Oil prices finished a big week as today's rally pushed the U.S. oil benchmark WTI up 25% to close around $25 a barrel. One of the main factors fueling oil prices is that producers have taken significant steps to reduce their output. Oil companies have cut the number of drilling rigs operating in the country by 57% since mid-March, which, along with production cuts, should ease some of the pressure excess supply has put on oil prices.
The significant activity slowdown would normally be bad news for service companies like Core Labs and Patterson-UTI Energy. Investors, however, think that the dramatic near-term cuts might help speed up a recovery in the oil market.
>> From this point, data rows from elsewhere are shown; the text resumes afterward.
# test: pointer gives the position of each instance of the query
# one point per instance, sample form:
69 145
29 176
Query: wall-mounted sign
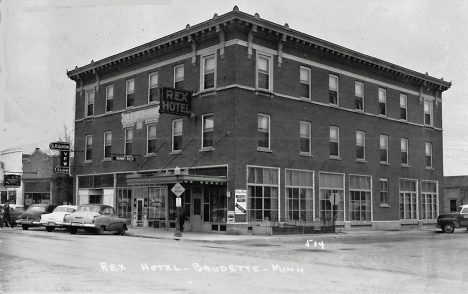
240 202
12 181
175 101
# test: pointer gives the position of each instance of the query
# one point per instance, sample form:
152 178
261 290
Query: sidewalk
222 237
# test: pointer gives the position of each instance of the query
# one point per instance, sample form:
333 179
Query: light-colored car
95 218
56 218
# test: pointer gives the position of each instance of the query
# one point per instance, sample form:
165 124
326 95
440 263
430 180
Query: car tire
100 230
449 228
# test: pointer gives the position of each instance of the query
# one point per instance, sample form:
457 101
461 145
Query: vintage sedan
95 218
32 216
57 217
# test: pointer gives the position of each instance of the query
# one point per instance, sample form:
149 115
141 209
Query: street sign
178 189
62 170
63 146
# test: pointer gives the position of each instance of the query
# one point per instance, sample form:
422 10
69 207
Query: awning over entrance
164 179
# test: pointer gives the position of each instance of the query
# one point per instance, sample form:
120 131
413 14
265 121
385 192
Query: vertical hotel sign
175 101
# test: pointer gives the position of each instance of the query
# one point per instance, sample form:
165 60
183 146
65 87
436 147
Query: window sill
261 149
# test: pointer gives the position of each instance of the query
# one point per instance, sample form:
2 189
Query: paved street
35 261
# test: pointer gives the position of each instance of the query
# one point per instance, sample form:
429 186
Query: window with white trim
263 131
208 72
177 135
130 93
382 101
153 90
179 76
90 103
359 95
299 195
305 82
403 107
404 151
305 131
89 147
333 87
263 72
107 145
383 149
360 145
428 113
334 141
109 98
429 155
151 139
262 189
208 131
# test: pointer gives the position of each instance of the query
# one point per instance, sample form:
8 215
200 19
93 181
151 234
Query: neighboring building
281 123
455 192
40 182
13 169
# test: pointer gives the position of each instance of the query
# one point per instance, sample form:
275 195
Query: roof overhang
166 179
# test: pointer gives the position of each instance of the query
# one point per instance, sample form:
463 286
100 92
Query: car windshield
37 208
89 208
64 209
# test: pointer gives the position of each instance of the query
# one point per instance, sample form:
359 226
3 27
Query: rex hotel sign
175 101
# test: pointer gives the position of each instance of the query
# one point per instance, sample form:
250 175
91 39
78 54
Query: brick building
282 124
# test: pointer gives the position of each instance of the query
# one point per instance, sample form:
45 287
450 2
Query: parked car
32 216
448 222
95 218
15 212
55 219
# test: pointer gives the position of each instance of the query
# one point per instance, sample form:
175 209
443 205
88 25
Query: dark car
15 212
32 216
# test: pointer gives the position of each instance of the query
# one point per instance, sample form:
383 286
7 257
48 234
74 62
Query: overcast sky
43 39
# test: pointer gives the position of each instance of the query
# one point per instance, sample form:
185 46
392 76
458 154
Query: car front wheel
449 228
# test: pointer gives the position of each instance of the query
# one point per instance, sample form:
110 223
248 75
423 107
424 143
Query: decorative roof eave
292 35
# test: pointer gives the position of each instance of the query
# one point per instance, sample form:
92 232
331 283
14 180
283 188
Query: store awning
165 179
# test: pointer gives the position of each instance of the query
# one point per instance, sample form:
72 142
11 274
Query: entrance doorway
196 218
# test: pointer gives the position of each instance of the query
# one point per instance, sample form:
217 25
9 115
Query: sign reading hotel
240 201
175 101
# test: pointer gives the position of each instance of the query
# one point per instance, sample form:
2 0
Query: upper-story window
383 149
359 95
109 98
333 86
263 131
208 130
90 103
334 141
382 101
404 151
179 76
89 148
128 141
427 113
130 93
153 92
107 145
151 139
208 72
305 137
305 82
403 107
264 72
177 135
360 145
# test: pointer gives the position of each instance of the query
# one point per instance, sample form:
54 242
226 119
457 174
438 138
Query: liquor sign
176 101
12 181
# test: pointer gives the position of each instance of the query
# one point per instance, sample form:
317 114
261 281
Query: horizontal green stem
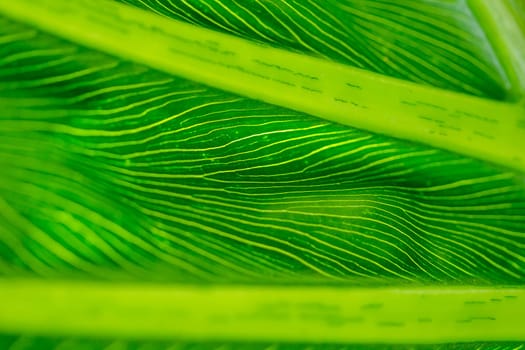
504 28
263 313
477 127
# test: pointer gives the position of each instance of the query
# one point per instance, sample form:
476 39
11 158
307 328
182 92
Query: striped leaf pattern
439 43
75 343
113 170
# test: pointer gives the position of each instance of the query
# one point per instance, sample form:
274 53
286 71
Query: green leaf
117 171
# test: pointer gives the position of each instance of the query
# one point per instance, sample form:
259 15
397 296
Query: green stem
477 127
263 313
505 28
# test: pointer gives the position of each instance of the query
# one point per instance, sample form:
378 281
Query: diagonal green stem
481 128
263 313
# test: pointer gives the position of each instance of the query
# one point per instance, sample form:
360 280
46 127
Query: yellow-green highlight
481 128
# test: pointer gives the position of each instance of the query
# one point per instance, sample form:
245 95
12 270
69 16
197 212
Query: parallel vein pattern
438 43
26 342
113 170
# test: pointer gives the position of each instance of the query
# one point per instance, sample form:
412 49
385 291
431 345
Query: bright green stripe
325 28
320 314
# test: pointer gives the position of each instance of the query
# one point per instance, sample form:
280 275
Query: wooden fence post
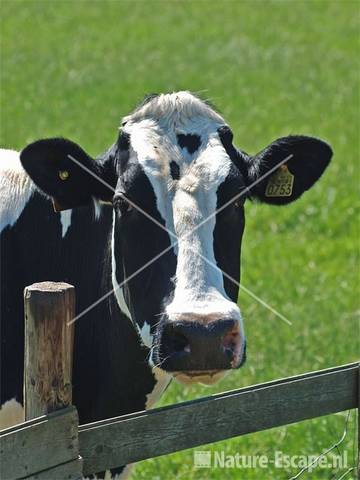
49 307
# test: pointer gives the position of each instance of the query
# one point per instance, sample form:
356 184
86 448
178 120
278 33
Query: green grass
272 68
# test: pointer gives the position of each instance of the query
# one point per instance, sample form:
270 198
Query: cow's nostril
180 343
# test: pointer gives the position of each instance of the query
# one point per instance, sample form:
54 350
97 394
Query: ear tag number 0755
280 184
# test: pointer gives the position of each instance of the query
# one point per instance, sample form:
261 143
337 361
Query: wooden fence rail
53 446
161 431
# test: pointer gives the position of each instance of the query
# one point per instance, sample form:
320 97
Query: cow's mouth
203 377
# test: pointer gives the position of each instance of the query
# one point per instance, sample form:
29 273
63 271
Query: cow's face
176 233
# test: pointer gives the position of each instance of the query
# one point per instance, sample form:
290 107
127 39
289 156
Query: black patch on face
190 141
174 170
124 141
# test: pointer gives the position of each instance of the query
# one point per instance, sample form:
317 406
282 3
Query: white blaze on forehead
186 202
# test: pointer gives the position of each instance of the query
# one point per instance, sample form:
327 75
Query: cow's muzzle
198 349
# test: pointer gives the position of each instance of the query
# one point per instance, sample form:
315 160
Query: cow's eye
238 203
122 205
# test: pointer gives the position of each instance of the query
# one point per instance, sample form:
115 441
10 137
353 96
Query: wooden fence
53 445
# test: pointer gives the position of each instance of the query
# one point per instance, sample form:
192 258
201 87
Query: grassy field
272 68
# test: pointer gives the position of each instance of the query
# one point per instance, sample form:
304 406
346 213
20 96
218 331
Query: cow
149 232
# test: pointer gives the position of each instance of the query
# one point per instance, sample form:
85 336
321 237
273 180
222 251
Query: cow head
171 178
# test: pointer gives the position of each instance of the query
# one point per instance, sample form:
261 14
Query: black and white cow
158 188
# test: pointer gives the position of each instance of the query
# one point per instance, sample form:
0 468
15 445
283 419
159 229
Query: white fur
185 203
11 413
65 218
16 188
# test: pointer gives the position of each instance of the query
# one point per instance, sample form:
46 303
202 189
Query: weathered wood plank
135 437
49 306
39 444
66 471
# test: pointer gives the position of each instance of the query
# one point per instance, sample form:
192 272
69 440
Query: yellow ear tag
280 183
64 174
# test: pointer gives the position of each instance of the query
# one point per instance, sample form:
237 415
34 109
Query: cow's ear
290 165
62 170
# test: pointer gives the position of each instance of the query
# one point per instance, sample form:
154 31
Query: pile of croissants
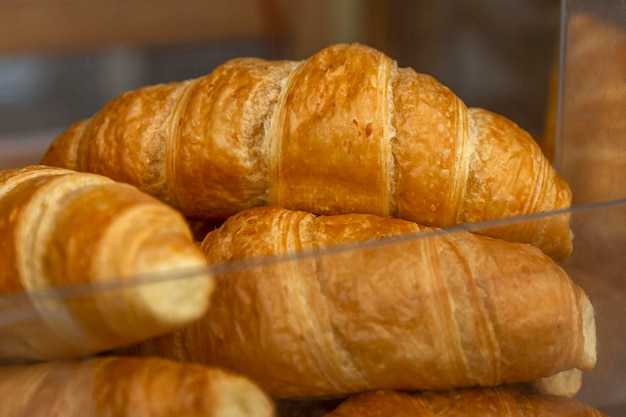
279 236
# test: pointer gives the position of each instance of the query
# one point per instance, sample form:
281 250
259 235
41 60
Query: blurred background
62 60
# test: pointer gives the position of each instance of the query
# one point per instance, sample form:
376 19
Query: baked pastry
122 387
486 402
88 264
343 131
305 312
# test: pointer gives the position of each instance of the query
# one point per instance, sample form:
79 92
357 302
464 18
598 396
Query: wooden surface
53 25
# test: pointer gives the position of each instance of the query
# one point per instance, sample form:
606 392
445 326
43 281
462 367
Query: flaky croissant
486 402
343 131
88 264
429 311
127 387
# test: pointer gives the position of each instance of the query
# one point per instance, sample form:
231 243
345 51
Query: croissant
121 387
414 308
486 402
343 131
88 264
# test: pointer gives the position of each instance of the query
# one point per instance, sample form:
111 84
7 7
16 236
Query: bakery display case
319 312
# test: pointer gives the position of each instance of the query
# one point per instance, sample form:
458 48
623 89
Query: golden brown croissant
84 262
124 387
484 402
430 311
343 131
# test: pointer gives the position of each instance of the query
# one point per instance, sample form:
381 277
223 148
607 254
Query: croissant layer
415 308
343 131
121 387
81 262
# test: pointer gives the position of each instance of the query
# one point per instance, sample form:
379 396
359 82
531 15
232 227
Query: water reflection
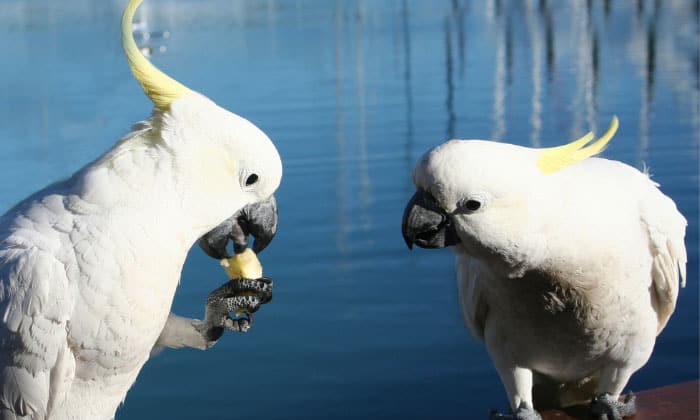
353 92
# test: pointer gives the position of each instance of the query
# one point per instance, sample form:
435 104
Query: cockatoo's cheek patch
256 219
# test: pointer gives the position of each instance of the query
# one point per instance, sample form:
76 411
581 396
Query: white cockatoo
89 265
568 265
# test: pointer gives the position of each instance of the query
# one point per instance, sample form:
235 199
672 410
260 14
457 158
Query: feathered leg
242 296
607 405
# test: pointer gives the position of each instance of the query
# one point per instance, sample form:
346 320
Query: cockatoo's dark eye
472 205
252 179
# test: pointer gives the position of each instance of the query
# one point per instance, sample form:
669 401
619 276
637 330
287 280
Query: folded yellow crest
554 158
159 87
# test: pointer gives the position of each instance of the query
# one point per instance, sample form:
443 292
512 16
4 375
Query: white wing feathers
37 365
666 229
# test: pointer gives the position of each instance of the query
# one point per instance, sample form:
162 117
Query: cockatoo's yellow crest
554 158
161 88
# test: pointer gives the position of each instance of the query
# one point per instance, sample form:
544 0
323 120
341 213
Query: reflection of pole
340 182
499 84
365 185
647 91
536 47
584 100
549 38
450 83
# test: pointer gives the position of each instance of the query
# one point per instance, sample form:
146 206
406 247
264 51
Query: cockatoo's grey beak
256 219
426 224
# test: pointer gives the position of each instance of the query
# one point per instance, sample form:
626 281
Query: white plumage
89 265
568 275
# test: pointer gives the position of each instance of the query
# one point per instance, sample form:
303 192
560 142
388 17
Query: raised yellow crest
161 88
554 158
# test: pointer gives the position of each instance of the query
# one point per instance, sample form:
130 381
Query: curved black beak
426 224
256 219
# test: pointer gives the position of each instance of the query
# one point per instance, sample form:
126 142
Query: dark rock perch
677 402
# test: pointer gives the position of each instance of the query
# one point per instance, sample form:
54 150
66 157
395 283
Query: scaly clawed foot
241 296
607 407
522 413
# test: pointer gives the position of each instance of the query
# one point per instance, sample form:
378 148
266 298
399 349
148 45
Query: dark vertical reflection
341 178
458 12
450 80
548 38
651 60
595 64
499 82
408 88
607 7
509 50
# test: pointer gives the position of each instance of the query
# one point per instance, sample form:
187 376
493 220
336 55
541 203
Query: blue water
352 93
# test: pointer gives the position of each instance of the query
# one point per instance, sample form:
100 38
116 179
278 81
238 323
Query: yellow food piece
244 265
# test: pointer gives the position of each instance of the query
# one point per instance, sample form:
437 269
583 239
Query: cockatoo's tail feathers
161 88
554 158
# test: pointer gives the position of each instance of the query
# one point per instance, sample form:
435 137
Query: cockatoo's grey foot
242 296
521 413
607 407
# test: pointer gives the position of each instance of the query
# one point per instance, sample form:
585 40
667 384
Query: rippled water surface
352 93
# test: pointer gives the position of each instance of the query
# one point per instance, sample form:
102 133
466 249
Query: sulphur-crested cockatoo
89 265
568 265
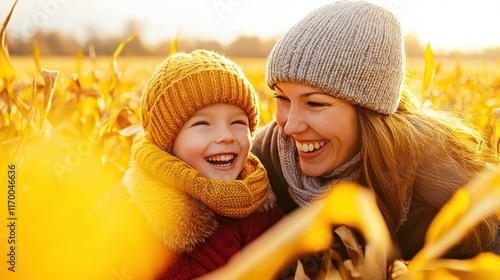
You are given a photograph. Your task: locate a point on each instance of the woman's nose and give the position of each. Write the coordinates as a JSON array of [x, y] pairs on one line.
[[295, 123]]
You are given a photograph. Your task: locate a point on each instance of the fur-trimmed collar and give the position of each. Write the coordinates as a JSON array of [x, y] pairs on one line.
[[179, 220]]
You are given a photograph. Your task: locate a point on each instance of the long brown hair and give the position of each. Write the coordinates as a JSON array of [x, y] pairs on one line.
[[395, 149]]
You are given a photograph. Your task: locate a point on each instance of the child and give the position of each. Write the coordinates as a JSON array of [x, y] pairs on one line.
[[200, 191]]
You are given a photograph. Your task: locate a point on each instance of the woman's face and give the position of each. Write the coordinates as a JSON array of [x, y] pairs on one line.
[[325, 129]]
That could fuel a rebound in activity levels during the second half.
In addition to the oil-fueled rally, several other factors helped drive up these oil stocks today. Murphy Oil, for example, announced that it was closing offices in Canada and Arkansas. These moves, along with a string of other recent cost-cutting initiatives, will enable Murphy to save money so that it can survive the oil market downturn.
Refiner PBF Energy, meanwhile, made a move to shore up its finances by pricing a $1 billion debt offering. The notes, due in 2025, carry a 9.25% interest rate. While that's a steep price to pay, the fact that the struggling refining company was able to raise capital was a positive sign.
Finally, natural gas-focused driller Gulfport Energy is rallying today after reporting its first-quarter results. The company posted a surprising profit despite the impact of lower commodity prices. It was able to take advantage of turbulent market conditions during this year to repurchase $73.3 million of its bonds for just $22.8 million in cash.
However, its liquidity remains tight after its banks cut the borrowing base on its credit facility to $700 million, leaving it with only $269 million of breathing room. Because of that, the company plans to keep capital spending at the low-end of its $285 million to $310 million budget range, so it doesn't drill itself any deeper into debt.
Oil prices enjoyed a bounce-back week, which helped fuel rallies in most oil stocks. However, while industry conditions appear to be improving a bit, they're still very challenging.
Companies like PBF Energy are paying a high price for capital, while others like Gulfport Energy are seeing their liquidity sources dry up. Because of that, the industry could still see a wave of bankruptcies later this year if oil prices don't keep rising.